What exactly does this mean?

### comment:7 in reply to:  6 Changed 12 years ago by Jari Häkkinen

Ties should be solved by taking the arithmetic average of the two neighbouring values.

What exactly does this mean?

The counting for the 20th percentile may end up between two elements in the vector. Say you have a vector with 6 elements:

```1 4 12 53 100 126
```

the 20th percentile is between index 1 and 2 ... the value should be (1+4)/2=2.5.

### comment:8 Changed 12 years ago by Nicklas Nordborg

Hmmm... so if we use `factor * vector_size` we get the index for that percentile... It doesn't seem to work for medians which I guess is the same as the 50th percentile. And what about boundaries when we are close the the first and last element in the list?

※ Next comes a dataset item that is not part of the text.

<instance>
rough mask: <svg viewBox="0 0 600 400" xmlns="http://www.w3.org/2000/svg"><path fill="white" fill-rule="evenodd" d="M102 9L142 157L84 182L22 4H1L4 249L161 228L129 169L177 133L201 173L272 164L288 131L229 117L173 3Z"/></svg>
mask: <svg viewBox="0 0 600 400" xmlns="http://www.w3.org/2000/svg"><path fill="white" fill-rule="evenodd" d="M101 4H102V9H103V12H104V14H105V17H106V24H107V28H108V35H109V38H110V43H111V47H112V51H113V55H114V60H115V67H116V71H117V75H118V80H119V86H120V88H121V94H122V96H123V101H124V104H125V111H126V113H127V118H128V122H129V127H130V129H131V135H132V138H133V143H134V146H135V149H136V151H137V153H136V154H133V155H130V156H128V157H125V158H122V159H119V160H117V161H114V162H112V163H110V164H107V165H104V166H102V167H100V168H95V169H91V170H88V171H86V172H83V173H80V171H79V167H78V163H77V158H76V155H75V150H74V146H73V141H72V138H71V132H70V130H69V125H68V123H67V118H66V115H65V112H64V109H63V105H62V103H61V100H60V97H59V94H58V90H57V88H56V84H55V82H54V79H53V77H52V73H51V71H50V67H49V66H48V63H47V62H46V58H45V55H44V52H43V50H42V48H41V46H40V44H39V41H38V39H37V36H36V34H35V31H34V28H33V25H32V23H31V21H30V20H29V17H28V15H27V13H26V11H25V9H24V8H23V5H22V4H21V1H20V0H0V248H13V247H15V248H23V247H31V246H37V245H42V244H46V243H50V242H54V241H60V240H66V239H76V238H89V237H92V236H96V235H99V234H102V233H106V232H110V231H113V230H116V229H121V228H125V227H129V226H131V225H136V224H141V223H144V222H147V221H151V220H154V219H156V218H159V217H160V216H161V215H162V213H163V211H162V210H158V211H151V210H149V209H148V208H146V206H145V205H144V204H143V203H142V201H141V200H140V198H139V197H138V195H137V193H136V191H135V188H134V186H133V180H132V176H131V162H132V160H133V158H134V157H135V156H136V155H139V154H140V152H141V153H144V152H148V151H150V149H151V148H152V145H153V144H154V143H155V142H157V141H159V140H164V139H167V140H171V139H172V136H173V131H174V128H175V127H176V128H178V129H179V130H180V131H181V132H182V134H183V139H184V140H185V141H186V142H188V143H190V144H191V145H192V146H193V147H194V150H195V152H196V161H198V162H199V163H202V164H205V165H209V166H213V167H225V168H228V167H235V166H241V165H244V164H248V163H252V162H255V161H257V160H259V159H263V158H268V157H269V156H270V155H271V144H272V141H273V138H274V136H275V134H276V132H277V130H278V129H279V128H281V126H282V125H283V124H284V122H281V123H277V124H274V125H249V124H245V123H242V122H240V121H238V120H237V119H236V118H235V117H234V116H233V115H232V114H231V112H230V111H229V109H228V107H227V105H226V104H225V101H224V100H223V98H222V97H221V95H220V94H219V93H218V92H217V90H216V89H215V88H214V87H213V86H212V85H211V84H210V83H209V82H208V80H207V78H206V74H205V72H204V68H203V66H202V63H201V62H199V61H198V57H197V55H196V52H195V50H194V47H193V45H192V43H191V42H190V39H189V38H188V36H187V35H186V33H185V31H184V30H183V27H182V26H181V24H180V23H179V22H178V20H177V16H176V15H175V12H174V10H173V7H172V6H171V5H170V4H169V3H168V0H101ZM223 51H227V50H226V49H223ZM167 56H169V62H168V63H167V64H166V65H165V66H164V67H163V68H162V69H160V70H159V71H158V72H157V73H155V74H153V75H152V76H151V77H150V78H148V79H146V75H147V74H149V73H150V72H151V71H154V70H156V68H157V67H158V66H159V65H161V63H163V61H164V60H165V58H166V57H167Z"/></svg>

• 25th percentile: 6 * 0.25 = 1.5 --> average of element 1+2
• median: 6 * 0.5 = 3 --> but the median should be the average of element 3+4
• 5th percentile: 6 * 0.05 = 0.3 --> value of element 1?
• 95th percentile: 6 * 0.95 = 5.7 --> average of element 5+6... but this is not symmetric with the 5th percentile??

What if we have 7 elements?

• 25th percentile: 7 * 0.25 = 1.75 --> average of element 1+2
• median: 7 * 0.5 = 3.5 --> but the median should be the value of element 4

What am I missing?

### comment:9 Changed 12 years ago by Nicklas Nordborg

Does that algorithm makes sense?

### comment:10 Changed 12 years ago by Jari Häkkinen

The index determination should use (vector.length+1) and you will the proper index.

The code seems okay, the difference lies in the calculation of ties. I suggested a non-weighted average whereas the code interpolates between the values in the two neighbouring elements. Either will do, just document the choice made.

### comment:11 Changed 12 years ago by Nicklas Nordborg

(In ) References #1385 and #1386. Plot functions in experiment explorer

Both types of plots can now be generated and I think the percentile values are correctly calculated.

### comment:12 Changed 12 years ago by Nicklas Nordborg

(In ) References #1385 and #1386. Plot functions in experiment explorer

The current reporter name is used as a default subtitle.

### comment:13 Changed 12 years ago by Nicklas Nordborg

Resolution: → fixed assigned → closed

Everything seems to be ok now.

Note: See TracTickets for help on using tickets.